На каждой улице свои блаженные...

Гоар Рштуни
Для нашей большой семьи, по словам отца, годился только собственный дом, с садом и высоким забором. Чтобы прохожие не имели возможности заглядывать во двор и подсмотреть, что там происходит. Во дворе стояли две длинные скамьи, на которых усаживали пациентов, у отца была довольно обширная частная практика в самые мрачные и опасные для такого дела годы: пятидесятые. Дом строили долго, почти до тех самых пор, как стали уже сносить частные дома и строить вместо них хрущевские коробочки.

Вместо огромного нашего сада с дивными абрикосовыми деревьями – всех сортов, какие только нашла прежняя владелица, обширного виноградника, пшатовых и тутовых деревьев, тенистых беседок... вместо всего этого стали строить «петакан шенк», то есть государственное здание, многоквартирный дом. Пошли троллейбусы, трамваи, прокладывались новые маршруты. Улицы оказались чужими и для чужих...

Не знаю, как принято у строящихся людей, но мы постоянно вспоминали всех, кто строил наш собственный дом. Как только щелкал выключатель и яркий свет освещал комнату, начинали добрым словом вспоминать Филипа, шепелявого электрика, который колдовал в нашем доме больше месяца, аккуратно сбегая в другие дома, не пропадать же заказам! А до этого мы делали уроки при свете керосиновой лампы и ходили с нею по комнатам, натыкаясь то на котят, то на щенят... долгожданный свет в доме стал действительно чудом.

Филип потом состарился и часто болел, став вечным пациентом отца. После проводки в доме начали хозяйничать плотники и паркетчики. Паркетчик Ерджо, Ерджаник, набил такой паркет, что когда случилось наводнение и вода стояла в доме дня три, ни одна паркетина не стала дыбом! А наводнение случилось из-за хрущевских построек, речку, которая текла мимо дома, умные проектировщики  направили чуть ли не к нам в подвал.

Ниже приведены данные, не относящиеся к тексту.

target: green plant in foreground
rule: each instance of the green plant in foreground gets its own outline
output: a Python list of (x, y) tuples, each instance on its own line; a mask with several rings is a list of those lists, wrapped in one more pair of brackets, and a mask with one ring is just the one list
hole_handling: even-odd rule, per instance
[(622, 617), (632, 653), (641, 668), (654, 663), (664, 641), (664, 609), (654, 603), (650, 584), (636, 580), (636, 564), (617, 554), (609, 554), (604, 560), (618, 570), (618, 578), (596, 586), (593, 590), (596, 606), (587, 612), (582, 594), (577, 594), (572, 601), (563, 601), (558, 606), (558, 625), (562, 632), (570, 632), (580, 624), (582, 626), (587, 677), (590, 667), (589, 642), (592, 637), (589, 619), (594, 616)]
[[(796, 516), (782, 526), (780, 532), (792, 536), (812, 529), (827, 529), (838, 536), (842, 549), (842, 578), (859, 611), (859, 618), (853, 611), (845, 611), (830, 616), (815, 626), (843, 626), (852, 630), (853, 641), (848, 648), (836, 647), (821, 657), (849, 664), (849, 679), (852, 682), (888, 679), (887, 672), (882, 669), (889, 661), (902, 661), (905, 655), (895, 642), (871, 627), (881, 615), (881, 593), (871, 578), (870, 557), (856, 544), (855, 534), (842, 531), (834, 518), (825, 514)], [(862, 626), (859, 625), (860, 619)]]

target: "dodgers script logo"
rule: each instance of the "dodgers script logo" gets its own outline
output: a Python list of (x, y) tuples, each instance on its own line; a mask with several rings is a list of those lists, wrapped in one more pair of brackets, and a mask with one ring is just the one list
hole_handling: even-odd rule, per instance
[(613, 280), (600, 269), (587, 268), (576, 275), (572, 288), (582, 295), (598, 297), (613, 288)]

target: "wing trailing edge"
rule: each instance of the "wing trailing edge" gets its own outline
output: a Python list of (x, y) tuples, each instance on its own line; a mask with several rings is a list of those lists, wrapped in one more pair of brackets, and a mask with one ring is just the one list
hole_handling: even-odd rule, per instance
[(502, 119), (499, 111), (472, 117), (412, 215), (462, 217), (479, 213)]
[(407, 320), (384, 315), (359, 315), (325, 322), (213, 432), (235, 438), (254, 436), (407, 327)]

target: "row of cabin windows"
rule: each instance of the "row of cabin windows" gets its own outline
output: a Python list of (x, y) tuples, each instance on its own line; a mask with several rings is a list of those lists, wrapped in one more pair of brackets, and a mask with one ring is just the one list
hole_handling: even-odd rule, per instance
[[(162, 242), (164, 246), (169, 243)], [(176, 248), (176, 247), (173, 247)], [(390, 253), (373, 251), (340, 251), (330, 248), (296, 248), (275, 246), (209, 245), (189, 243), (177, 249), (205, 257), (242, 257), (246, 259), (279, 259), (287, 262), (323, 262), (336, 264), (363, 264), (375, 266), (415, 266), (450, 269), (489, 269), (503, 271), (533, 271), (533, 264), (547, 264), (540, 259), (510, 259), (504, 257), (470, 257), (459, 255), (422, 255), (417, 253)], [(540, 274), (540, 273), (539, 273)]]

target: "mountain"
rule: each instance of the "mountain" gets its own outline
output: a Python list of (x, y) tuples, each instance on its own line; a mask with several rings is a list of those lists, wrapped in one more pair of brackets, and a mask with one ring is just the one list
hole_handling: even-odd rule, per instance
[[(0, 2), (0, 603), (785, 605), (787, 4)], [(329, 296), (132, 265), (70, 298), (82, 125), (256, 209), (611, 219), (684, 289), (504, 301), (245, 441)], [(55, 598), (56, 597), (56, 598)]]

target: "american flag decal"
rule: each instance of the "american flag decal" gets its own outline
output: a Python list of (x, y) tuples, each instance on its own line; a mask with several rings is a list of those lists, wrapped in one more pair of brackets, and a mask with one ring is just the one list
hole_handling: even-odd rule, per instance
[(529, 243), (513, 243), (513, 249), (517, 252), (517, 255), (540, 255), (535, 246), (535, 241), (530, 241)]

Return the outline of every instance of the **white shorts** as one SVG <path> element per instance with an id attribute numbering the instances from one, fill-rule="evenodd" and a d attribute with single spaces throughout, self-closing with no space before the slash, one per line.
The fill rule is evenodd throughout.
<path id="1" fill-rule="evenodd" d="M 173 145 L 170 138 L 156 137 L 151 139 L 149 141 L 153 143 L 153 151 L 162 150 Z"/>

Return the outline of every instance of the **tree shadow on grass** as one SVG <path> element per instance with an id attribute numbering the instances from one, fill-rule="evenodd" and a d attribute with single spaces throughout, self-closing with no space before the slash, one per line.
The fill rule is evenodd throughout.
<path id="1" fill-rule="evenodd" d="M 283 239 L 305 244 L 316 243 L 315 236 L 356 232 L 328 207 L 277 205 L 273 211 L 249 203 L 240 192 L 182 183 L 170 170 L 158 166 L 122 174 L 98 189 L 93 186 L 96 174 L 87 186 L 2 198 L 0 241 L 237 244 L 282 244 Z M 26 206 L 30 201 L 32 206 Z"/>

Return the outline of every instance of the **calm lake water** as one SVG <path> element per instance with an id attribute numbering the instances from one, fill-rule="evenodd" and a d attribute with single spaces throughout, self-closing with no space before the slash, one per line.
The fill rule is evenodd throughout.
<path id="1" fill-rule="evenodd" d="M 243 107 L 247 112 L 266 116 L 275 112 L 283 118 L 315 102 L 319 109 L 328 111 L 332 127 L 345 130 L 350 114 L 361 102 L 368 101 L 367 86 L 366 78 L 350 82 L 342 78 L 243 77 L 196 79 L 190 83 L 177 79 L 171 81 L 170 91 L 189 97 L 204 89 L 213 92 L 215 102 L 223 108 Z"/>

Крышу клал и стелил отменный мастер Гево, крыша у нас ни разу не протекала. Отец время от времени ездил к его матери, которая болела астмой. Приходил домой, долго мыл руки (он почти всё время мыл руки, даже после прочтения книги), сочувственно качал головой и произносил ужасное слово: «декомпенсация», я уже понимала его значение...

Особую атомосферу радости в доме создавала круглая стенная печь, обитая стальным листом, выложенная в середине дома белым кирпичом, по сегменту в каждую комнату. Топили углем, и каждый раз, греясь у печи, мои неверующие родители восторженно оглядывали высокую, почти до потолка печь и неатеистично восклицали:
- Боже, дай длинную жизнь уста Ивану, даже не дымит, какую печь нам сделал!

Не говорю о том, что несмотря на всё это, все без исключения мастера умудрялись и надуть, и обмануть, и «взгреть», нередко приходилось всё переделывать, например, высоту стен закончили на два с половиной метра, и поспешно стали собирать крышу, а надо было на три с половиной. Снова разобрали крышу, стали достраивать стены, всё равно скостив десяток сантиметров, снова ставить крышу...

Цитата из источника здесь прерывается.